Über die Lebenszeit eines Menschen hinweg, merkt sich das Bauchgehirn somit Millionen von Lebensmitteln und Gefühlen. Es ist das einzige Organ außer dem Gehirn und der Haut, dass in direktem Kontakt mit der Umwelt steht. Außerdem ist es neben der Haut das größte: Sie umfasst zwar den gesamten Körper, der Verdauungstrackt aber, ist in seiner vollen Größe rund vier Meter lang. Alleine der Dünndarm umfasst circa zweieinhalb Meter, der Dickdarm weitere eineinhalb. Die in Falten gelegte Oberfläche ermöglicht dem Darm eine gigantische Anzahl von Zellen in sich zu tragen - und 500 verschiedene Bakteriensorten.

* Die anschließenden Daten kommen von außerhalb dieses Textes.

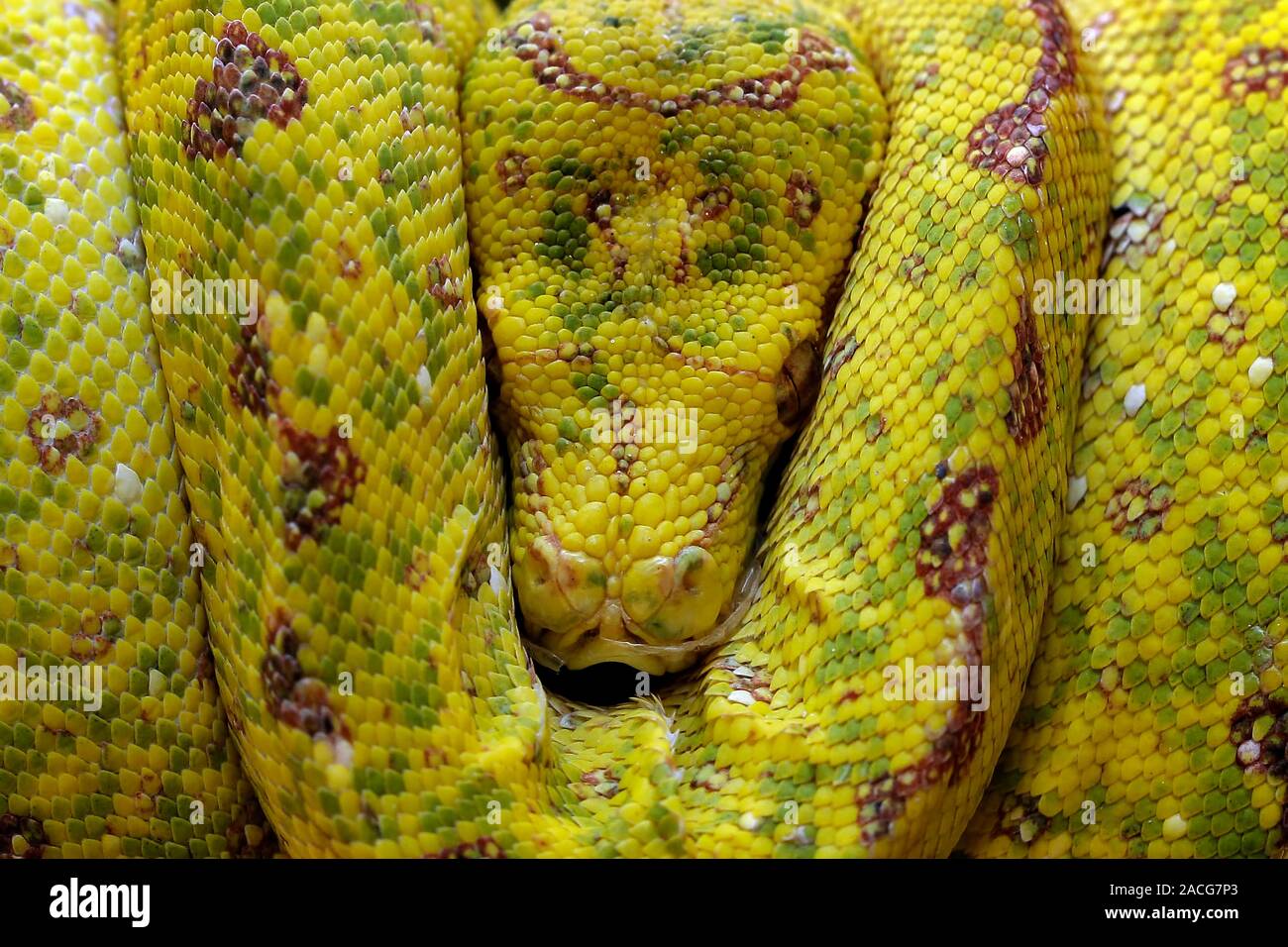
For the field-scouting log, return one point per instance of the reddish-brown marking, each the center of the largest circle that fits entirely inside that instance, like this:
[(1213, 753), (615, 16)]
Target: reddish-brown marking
[(426, 18), (1227, 329), (953, 571), (1009, 141), (944, 565), (1018, 809), (250, 379), (249, 81), (52, 451), (21, 115), (513, 169), (803, 197), (1256, 68), (326, 464), (913, 268), (443, 286), (805, 504), (476, 574), (239, 845), (1028, 390), (606, 234), (485, 847), (295, 699), (1145, 518), (94, 638), (553, 68)]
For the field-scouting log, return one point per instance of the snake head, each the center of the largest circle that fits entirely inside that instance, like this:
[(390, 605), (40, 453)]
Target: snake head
[(661, 196)]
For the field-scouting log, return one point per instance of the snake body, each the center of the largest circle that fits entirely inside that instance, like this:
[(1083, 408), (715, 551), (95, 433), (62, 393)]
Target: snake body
[(829, 223)]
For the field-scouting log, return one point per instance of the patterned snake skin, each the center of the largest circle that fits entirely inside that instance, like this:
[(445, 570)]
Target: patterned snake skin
[(469, 258)]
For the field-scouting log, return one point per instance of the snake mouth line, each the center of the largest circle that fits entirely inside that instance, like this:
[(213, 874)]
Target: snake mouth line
[(652, 659)]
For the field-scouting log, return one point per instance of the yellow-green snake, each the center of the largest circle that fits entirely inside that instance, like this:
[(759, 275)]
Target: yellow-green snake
[(892, 385)]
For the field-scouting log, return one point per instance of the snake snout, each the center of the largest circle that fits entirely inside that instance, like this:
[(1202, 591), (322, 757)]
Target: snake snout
[(674, 598), (559, 590)]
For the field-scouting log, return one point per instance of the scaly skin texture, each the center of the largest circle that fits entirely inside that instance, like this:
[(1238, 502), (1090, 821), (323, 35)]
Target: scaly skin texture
[(347, 489), (95, 547), (915, 519), (1155, 718), (656, 239), (313, 150)]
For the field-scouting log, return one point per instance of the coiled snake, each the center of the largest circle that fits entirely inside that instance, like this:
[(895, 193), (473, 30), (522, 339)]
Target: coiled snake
[(581, 287)]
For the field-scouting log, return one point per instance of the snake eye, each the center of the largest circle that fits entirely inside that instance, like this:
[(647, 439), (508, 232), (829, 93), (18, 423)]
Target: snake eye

90 Prozent der Information strömt vom Darm zum Gehirn

Um so deutlicher wird der Einfluss des Darms auf den Alltag, bei der Betrachtung seiner Verbindung zum Gehirn. Nur rund zehn Prozent der Fasern streben vom Gehirn zum Darm, rund 90 Prozent allerdings vom Darm zum Gehirn. Die Erinnerungen des Bauchhirns beeinflussen also eindeutig die täglichen Entscheidungen - und die Erfahrungen im Kopfhirn wirken auf den Darm. Wie genau dieser Prozess abläuft, konnten Wissenschaftler allerdings noch nicht klären.

Trotzdem bedeuten diese Erkenntnisse eine Erleichterung für Patienten mit regelmäßigen Bauchbeschwerden. Wer unter viel Stress leidet, dem schlägt das durchaus auf den Darm. Sensible Menschen kann es passieren, dass sie auch ganz normale Alltagssituationen sozusagen verstärkt mit dem Bauch verarbeiten. Es kommt dann häufig zu einem Reizdarmsyndrom. Schätzungen zufolge leidet inzwischen rund jeder Fünfte daran. Dabei kommt es ohne medizinische Ursache regelmäßig zu Beschwerden wie Schmerzen, Verstopfung, Blähungen oder Durchfall.